I was checking the Google Search Console coverage report and found that lots of our forum pages are blocked by robots.txt. So I went ahead and checked the robots.txt. Then I found that semrushbot and ahrefsbot are blocked by default:
image

I know these are two widely used SEO tools, why blocking their bots?

1 Like

Because those bots are “resource sucking bot hogs” which provide very little value to sites compared to the amount of resources these bots consume.

Of course, you can customize the Discourse robots.txt file and permit them if you wish; but we block these bots on our sites long before Discourse was released and keep them blocked.

:slight_smile:


Note (Edited):

I forgot to mention that many of these “resource sucking bot hogs” do not respect robots.txt and they must be blocked at the HTTP User Agent level. We block these "disrespectful resource sucking bot hogs” with mod_rewrite at the reverse proxy level, generally speaking (one of the many good reasons to run behind a reverse proxy, BTW).

5 Likes

Thanks so much for the information!

I found another issue and maybe you can share your insight on it as well. :slight_smile:

I know Discourse has blocked user pages by default, but in my Google Search Console coverage report, there are still some user pages indexed, which is an issue in Google’s eyes because all these pages should not be indexed:

Thanks!

1 Like

This was fixed recently with

Can you update your Discourse and reverify?

1 Like

@osioke Thanks for your reply! I believe our installed version already has the feature? Because I noticed that the fix was committed in Jan.

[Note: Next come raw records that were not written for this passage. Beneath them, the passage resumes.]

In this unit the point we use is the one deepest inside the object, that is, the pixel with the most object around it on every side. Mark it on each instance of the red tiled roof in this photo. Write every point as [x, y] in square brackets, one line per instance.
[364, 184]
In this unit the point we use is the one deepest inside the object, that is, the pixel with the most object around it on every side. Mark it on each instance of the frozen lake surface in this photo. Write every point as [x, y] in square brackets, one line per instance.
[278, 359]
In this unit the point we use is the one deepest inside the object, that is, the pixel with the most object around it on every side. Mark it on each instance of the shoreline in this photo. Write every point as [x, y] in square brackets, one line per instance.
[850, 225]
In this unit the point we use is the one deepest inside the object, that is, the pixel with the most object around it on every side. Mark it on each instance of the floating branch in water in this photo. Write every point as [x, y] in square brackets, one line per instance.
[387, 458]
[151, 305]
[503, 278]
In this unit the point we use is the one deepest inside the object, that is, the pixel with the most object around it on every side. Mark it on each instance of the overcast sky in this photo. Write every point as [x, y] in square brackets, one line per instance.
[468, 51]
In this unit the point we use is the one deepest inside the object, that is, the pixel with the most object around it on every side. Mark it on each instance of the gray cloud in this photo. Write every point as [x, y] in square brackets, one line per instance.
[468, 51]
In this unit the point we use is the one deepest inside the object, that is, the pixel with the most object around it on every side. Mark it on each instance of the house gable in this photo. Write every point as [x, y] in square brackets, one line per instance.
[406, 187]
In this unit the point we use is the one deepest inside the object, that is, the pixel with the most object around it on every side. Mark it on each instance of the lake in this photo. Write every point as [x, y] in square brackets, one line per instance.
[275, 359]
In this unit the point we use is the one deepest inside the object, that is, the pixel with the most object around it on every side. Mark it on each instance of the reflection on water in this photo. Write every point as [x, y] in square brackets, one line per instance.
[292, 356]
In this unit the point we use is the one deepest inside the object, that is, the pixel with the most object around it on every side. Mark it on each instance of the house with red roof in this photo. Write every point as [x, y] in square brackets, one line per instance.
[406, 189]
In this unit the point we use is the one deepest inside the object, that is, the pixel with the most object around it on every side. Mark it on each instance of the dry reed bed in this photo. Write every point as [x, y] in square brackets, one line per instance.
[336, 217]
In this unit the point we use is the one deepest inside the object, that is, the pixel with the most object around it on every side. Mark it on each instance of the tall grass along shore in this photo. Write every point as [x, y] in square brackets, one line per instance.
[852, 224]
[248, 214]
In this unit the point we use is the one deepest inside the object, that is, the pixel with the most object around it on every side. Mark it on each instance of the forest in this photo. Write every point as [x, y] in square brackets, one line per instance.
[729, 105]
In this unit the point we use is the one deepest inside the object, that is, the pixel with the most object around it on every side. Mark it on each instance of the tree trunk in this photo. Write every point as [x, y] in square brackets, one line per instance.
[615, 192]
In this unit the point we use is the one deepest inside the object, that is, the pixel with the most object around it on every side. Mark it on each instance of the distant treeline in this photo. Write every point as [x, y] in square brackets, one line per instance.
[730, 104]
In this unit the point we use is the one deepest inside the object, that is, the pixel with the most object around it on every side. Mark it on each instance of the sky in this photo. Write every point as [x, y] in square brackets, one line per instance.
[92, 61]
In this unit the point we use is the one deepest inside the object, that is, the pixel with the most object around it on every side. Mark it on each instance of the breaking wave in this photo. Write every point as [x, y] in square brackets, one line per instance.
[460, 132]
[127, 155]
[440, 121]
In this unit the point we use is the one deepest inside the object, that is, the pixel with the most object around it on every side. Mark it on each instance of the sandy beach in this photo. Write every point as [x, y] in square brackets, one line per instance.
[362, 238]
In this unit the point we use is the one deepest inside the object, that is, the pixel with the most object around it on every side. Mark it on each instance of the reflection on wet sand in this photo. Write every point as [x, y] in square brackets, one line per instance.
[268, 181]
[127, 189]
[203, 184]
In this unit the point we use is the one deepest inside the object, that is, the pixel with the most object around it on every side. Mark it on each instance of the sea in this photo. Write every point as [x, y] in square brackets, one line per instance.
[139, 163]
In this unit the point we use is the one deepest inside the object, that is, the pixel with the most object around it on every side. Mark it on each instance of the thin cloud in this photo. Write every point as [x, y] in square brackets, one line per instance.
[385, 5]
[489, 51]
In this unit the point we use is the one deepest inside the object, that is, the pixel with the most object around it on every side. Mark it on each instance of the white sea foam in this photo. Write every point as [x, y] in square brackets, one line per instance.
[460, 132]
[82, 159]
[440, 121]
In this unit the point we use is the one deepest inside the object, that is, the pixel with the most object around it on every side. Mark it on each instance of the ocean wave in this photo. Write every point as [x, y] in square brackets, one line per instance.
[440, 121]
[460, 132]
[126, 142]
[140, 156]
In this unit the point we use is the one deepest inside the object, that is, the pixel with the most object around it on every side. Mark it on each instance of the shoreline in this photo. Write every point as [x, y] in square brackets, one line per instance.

Could you please verify if I need to upgrade to the latest version to have this feature?

1 Like

It doesn’t hurt to update IMO, but yes, that fix should be in your installed version. I would try updating and reverifying unless you don’t want to update for some other reason.

3 Likes

Because they suck? They add a lot of server load for no discernable benefit, and our customers do have pageview limits on their plans.

5 Likes

Sounds good. We are updating now. Hope things will work out after the update. I’ll get back and keep you informed. :slight_smile: Thanks!